The specialized agency of the United Nations said Thursday that vaccine manufacturers should design updates that no longer target the original strain of SARS-CoV-2.

"While currently approved COVID-19 vaccines, including those based on the index virus, continue to provide protection against severe disease, the TAG-CO-VAC advises moving away from the inclusion of the index virus in future formulations of COVID-19 vaccines," the WHO stated on its website.

TAG-CO-VAC is the WHO's Technical Advisory Group on COVID-19 Vaccine Composition. The advisory group is tasked to convene regularly to assess the implications of newer mutations for the antigen composition of future vaccines.

For this year, TAG-CO-VAC is expected to meet at least twice.

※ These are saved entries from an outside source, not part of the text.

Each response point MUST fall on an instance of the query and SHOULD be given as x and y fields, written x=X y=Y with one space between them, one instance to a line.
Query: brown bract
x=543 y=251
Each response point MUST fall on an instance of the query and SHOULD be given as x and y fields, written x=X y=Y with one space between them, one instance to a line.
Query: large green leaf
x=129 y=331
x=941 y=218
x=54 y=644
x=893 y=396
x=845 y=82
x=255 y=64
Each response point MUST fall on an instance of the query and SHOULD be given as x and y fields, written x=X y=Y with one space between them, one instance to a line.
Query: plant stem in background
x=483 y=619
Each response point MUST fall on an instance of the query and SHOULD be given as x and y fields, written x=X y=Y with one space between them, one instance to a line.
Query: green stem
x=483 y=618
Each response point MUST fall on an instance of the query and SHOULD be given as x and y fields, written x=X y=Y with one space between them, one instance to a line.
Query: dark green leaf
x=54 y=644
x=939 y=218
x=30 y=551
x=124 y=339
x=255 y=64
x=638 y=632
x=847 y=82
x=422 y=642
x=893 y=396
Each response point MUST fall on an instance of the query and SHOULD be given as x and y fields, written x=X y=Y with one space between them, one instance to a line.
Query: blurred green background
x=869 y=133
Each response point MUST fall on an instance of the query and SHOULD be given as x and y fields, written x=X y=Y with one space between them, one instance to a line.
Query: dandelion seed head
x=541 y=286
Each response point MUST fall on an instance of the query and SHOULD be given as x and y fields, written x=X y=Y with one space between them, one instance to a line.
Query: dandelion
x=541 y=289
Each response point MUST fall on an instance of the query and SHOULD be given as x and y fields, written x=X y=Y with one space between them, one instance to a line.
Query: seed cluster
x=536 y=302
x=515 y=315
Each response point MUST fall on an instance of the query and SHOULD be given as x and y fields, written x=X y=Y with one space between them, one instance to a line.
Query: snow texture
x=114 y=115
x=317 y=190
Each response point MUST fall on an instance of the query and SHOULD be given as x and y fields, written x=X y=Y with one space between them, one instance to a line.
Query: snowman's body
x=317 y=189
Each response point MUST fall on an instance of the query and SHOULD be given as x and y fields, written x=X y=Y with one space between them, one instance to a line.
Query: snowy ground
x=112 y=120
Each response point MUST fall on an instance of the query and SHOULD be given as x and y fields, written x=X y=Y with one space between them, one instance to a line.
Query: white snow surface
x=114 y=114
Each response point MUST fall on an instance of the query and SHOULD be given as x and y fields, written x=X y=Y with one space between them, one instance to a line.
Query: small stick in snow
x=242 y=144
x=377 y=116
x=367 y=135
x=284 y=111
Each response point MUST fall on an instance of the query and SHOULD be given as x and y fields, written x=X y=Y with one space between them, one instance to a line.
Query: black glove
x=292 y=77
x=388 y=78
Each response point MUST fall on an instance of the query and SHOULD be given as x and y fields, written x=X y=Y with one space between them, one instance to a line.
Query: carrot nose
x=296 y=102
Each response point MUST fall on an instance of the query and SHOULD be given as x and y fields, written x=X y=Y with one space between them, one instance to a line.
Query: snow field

The first one was scheduled in May, and a follow-up should be done about six months later. The group officially convened on May 11-12 to discuss the latest data on circulating SARS-CoV-2 variants and vaccine composition.

Last year, TAG-CO-VAC stated that the objective of updating the COVID-19 vaccine antigen composition was to enhance vaccine-induced immune responses to currently circulating coronavirus variants. Should the group find the need to change formulations, it would advise the WHO to inform all vaccine manufacturers.

The latest recommendation of the group to ditch the original strain in future formulations is due to several reasons. One of which has to do with the index virus and other earlier strains no longer circulating in humans. Another reason is how the original strain elicits undetectable or very low levels of neutralizing antibodies against the newer variants.

The third reason cited by the group has something to do with the concentration of the composition. By including the index virus in the bivalent or multivalent vaccines and boosters, the concentration of the new target antigens may be lower. This decreases the magnitude of the humoral immune response against the currently circulating variants.

TAG-CO-VAC acknowledged the limitations of the available data on the timing, specific mutations, antigenic characteristics and potential public health risks of future variants. Information on the cross-reactivity of immune responses elicited by newer strains is also limited. Meanwhile, data on candidate vaccines against XBB.1 descendent lineage are still limited to animal models.

Despite the limitations, the advisory group said it continues to encourage the future development of COVID-19 vaccines that enhance mucosal immunity for improved protection against viral infection and reduce the transmission of SARS-CoV-2, especially in the post-pandemic era.